Flour City Pasta Goes Trademark On All The Other Flour City Food Companies Until Backlash Ensues
from the flour-town dept
I didn't realize this, but apparently Rochester, NY is nicknamed "The Flour City." You learn so much being a Techdirt writer. Anyway, Rochester became one of the largest flour-producing cities in the world back in the 1800s, which likewise caused a great deal of food-related businesses to spring up in the city as well. Many of those businesses today include "Flour City" somewhere in their names. In fact, something like seventy businesses in Rochester have "Flour City" in their names. Yet, in a brief legal scare, one local business decided that it, and only it, should suddenly control the term for the food business and began sending out cease and desist letters. That is until the backlash became too heavy to handle.
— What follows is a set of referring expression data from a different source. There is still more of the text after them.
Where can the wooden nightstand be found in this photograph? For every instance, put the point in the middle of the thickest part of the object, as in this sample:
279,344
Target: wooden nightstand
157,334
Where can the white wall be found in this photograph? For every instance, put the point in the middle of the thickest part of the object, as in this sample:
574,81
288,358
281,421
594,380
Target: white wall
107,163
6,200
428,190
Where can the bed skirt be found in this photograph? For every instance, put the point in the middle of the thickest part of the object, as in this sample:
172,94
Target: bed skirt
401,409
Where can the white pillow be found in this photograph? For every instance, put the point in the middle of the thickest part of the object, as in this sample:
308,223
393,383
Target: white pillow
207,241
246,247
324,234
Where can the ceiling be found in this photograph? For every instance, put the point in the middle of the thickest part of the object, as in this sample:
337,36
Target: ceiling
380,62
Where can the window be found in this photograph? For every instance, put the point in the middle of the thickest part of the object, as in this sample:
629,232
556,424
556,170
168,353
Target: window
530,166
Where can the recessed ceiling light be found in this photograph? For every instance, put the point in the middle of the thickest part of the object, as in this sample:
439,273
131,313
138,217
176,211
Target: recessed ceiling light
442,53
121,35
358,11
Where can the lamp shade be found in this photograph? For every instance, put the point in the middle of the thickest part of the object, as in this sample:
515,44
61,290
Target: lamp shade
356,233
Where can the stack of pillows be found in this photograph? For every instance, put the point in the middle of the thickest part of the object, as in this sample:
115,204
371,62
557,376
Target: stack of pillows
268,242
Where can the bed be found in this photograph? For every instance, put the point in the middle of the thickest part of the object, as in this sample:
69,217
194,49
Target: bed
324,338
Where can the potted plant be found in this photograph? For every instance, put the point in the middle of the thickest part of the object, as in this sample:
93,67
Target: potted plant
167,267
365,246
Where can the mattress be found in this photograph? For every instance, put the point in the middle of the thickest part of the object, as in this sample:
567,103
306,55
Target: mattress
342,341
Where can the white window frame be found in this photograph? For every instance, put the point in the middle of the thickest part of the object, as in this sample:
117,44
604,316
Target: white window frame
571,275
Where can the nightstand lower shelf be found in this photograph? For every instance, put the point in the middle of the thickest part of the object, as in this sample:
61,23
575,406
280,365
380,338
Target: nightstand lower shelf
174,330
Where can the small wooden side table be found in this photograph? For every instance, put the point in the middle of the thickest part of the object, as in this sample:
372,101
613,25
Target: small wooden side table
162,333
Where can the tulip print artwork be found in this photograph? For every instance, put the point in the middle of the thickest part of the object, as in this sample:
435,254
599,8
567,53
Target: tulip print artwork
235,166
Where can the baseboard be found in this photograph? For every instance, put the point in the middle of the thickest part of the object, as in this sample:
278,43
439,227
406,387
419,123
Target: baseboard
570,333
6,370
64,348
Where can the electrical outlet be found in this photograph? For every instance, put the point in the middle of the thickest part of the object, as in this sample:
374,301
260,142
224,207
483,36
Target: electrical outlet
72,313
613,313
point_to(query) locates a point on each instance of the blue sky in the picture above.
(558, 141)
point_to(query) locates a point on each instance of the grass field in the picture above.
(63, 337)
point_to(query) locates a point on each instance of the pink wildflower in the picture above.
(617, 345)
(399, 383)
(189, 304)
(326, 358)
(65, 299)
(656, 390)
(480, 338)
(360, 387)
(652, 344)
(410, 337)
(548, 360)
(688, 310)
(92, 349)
All should be able to breathe a bit easier now that Flour City Pasta appears to be backing off local attempts to enforce the trademark for its name, and exclusivity over "Flour City." A dust-up occurred recently after the Macedon-based company sent cease-and-desist letters to some local businesses in the food service industry, which included Keith Myers and his Rochester-based Flour City Bread Co.Yes, Flour City Pasta was so immeasurably concerned about other companies out of state using the "Flour City" phrase in commerce that it trained its sights first on all the in state businesses doing so. Sorry, that doesn't pass the smell test, unless we're specifically smell-testing for bullshit. What actually happened is that Flour City Bread had started up a crowd-funding campaign to support the business and petition the government to cancel Flour City Pasta's trademark entirely. At that point, the pasta company went limp noodle and ran away.
Flour City Pasta owner Jon Stadt backed off the demands Tuesday morning, adding on a Facebook post that "it was never our intention to harm a fellow merchant, especially one we so respect. Our concern was the threat of out-of-state competition and confusion over our name Flour City Pasta — a brand that we spent five years building and protecting."
But not, of course, before trotting out every trademark bully's favorite excuse.
While the company appears to be backing off local enforcement, it still would likely pursue enforcement from out-of-state interests infringing upon its business, said Nunes [Flour City Pasta's attorney], adding that a petition for a business in Florida has the local pasta company concerned.And they'll probably have a hard time fighting that Florida company on the merits, as it seems that all kinds of food-makers are using the Flour City name already, and have done so for years. And yet, despite all of this common use, these companies have stuck around. It will be interesting to hear why Flour City Pasta thinks the name can be widely used within Rochester but must be protected from companies in Florida. The reality is probably more along the lines that Flour City shouldn't be a trademark in the first place.
"This was the concern from the get-go," he said. "It never was about Rochester. It’s about out-of-state sales. You have to police the market and that is why you have to send out cease-and-desist orders. If you don’t police the market … eventually people will strip you of your rights to the (trademark)."